«Кататонический ступор. Реактивный. На фоне острого психотического эпизода,» – пронеслось в голове Елены с ледяной ясностью. Диагноз был очевиден любому психиатру. Но причина… Причиной был «Прогноз». Приговор, вынесенный ее будущему. Знание о том, что ее разум, ее личность, ее мечты о университете, любви, карьере – все это растворится в липкой пустоте слабоумия еще до того, как она станет взрослой. И ее психика, не выдержав этого знания, просто… отключилась. Сбежала в крепость немоты и неподвижности.

Елена встала. Ее собственные руки вдруг показались ей чужими, тяжелыми. Она посмотрела на родителей, застывших в своем горе. Посмотрела на Карину, эту прекрасную, хрупкую девочку, чье «сейчас» было украдено знанием о «потом». Чье будущее не просто предсказали – его ускорили до состояния этой ледяной, живой статуи.

Статистика «Вердикта» кричала о 99.7% точности. Но здесь, в этой палате, среди тишины, нарушаемой только прерывистыми всхлипываниями матери, безупречные цифры рассыпались в прах. Это был не прогноз. Это было проклятие. Проклятие, которое не ждало своего часа, а действовало здесь и сейчас, калеча души и тела задолго до того, как болезнь должна была прийти.

– Нужен психиатр. «Специалист по кататонии», – сказала Елена, и ее голос прозвучал чужим, плоским, в этом гробовом молчании. – И… седация. Осторожная.

Она вышла из палаты, оставив за спиной горе родителей и немой укор застывшей девочки. В коридоре, ярко освещенном бездушными неоновыми лампами, Елена прислонилась к прохладной стене. Сомнения больше не были тенью. Они были тяжелой, холодной плитой, придавившей грудь. «Прогноз» не просто диагностировал. Он запускал что-то. Запускал механизм разрушения, используя в качестве топлива сам страх перед будущим. И Карина М., с ее пустым взглядом и застывшими пальцами, была живым, ужасающим доказательством этого.
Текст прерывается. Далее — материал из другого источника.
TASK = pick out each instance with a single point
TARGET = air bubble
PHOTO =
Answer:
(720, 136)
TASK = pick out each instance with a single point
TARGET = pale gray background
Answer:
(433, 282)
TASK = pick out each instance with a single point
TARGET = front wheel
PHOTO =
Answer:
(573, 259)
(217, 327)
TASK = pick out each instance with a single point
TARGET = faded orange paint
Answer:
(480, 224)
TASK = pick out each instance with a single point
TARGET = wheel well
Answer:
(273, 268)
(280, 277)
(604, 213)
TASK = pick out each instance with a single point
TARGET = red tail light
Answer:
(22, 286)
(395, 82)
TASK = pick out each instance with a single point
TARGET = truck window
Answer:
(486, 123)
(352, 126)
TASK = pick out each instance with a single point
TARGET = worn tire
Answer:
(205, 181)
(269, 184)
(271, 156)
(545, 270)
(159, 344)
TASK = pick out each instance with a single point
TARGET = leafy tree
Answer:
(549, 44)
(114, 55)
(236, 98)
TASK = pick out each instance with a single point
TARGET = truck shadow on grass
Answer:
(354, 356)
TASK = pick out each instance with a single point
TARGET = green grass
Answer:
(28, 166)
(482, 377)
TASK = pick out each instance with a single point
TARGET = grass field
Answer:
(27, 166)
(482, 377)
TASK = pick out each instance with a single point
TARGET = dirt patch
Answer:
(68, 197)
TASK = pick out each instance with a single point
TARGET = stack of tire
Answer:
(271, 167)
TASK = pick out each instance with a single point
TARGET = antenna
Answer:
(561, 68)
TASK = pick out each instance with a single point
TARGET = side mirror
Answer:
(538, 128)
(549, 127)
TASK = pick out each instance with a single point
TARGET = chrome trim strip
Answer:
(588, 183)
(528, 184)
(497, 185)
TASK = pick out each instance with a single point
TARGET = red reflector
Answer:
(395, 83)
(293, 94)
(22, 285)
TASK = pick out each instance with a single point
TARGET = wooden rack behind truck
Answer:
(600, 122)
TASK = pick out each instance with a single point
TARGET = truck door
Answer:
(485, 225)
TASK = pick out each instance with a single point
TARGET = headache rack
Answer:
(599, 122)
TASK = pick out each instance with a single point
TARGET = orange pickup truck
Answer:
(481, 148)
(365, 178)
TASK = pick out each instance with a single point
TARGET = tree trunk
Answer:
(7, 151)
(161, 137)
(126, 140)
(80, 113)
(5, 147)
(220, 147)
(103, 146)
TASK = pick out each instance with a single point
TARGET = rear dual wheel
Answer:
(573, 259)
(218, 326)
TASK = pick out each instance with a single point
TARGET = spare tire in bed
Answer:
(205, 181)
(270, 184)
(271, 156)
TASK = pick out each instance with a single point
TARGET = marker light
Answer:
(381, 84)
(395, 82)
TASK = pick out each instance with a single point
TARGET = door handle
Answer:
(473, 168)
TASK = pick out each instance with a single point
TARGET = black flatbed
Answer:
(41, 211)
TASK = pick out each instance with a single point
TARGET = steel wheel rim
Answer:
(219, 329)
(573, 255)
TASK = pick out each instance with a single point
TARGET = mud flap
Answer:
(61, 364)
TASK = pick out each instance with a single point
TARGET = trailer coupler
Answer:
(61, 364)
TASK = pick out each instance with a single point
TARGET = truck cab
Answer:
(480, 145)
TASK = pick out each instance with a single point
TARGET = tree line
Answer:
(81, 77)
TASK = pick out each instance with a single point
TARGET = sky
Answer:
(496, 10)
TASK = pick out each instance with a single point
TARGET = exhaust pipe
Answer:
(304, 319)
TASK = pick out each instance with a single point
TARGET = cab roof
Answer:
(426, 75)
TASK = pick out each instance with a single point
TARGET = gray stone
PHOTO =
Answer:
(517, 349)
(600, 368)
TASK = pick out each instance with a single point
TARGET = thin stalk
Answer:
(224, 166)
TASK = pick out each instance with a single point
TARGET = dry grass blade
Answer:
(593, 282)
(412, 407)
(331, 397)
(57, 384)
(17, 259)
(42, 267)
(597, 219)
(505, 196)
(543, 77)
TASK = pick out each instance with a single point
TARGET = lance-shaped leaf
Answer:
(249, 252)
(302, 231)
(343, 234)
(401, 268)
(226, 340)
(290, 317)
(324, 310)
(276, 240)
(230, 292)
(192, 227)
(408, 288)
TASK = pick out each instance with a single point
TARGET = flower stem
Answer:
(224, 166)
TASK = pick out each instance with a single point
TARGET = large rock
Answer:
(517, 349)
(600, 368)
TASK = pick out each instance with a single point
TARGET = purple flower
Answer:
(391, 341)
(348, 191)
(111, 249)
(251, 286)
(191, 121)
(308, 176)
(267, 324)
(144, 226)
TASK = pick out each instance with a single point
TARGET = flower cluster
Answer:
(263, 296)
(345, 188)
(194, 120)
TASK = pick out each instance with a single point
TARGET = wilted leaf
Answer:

Она посмотрела на свои руки. Твердые, умелые, руки хирурга и невролога. Руки, которые верили в силу знания, в медицину, в контроль. Теперь они казались ей беспомощными. Как перед невидимым, всепроникающим вирусом, который «Вердикт» выпустил в мир под видом благой вести. Вирусом, имя которому было «Эффект Оракула». Это название пришло ей в голову внезапно, с пугающей четкостью. Оракул в Дельфах предсказывал судьбы, но его двусмысленные пророчества часто вели к гибели. Не потому ли?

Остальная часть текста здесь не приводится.